One of the main premises of the curriculum is that problem-solving skills are essential for community living. Recent interest in mental health issues in persons with mental retardation has called attention to difficulties in daily problem solving. Controlling anger and frustration in social or interpersonal situations is important for social adjustment at home and work. For many people with developmental disabilities, the lack of problem-solving and social skills poses serious obstacles for job success and community living. Acquiring interpersonal skills enables people to choose appropriate solutions in frustrating, anger-arousing, and puzzling social situations.

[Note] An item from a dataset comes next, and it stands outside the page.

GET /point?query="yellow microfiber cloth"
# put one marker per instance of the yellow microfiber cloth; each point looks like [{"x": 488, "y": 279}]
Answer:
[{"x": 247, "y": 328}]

The Problem Solving for Life Manual uses a format that allows individuals with disabilities to participate. Active learning methods involve the participants and provide opportunities to run parts of each session. Visual aids and role-play help students with limited language skills understand the problem-solving concepts. The role-play situations are taken from real life, the scenarios are very simple, and they can include as much or as little dialogue as the participants wish to use. The sessions include plenty of repetition to help participants learn and remember the information. 

The manual delineates five problem-solving steps —

  1. Relax and take a deep breath.
  2. Use a positive self statement (say something nice to yourself).
  3. Identify the problem.
  4. Think of solutions.
  5. Choose and use a solution.

 These steps are presented one at a time, with several sessions for practicing each step before a new one is added. The manual provides directions to help instructors explain each step in a simple way.

The problem-solving manual is meant to be adapted to meet individual instructor’s needs. Past instructors have added their own creative touches (which have been noted in the manual as additional ideas). The program can be easily integrated into other curricula, and once the basic problem-solving steps are mastered, this modified format can be used for teaching more specific problem-solving skills (e.g., using public transportation, cooking, buying groceries, budgeting, etc.). The manual is currently in a draft form and not available for distribution, but it is possible to pilot it at different site.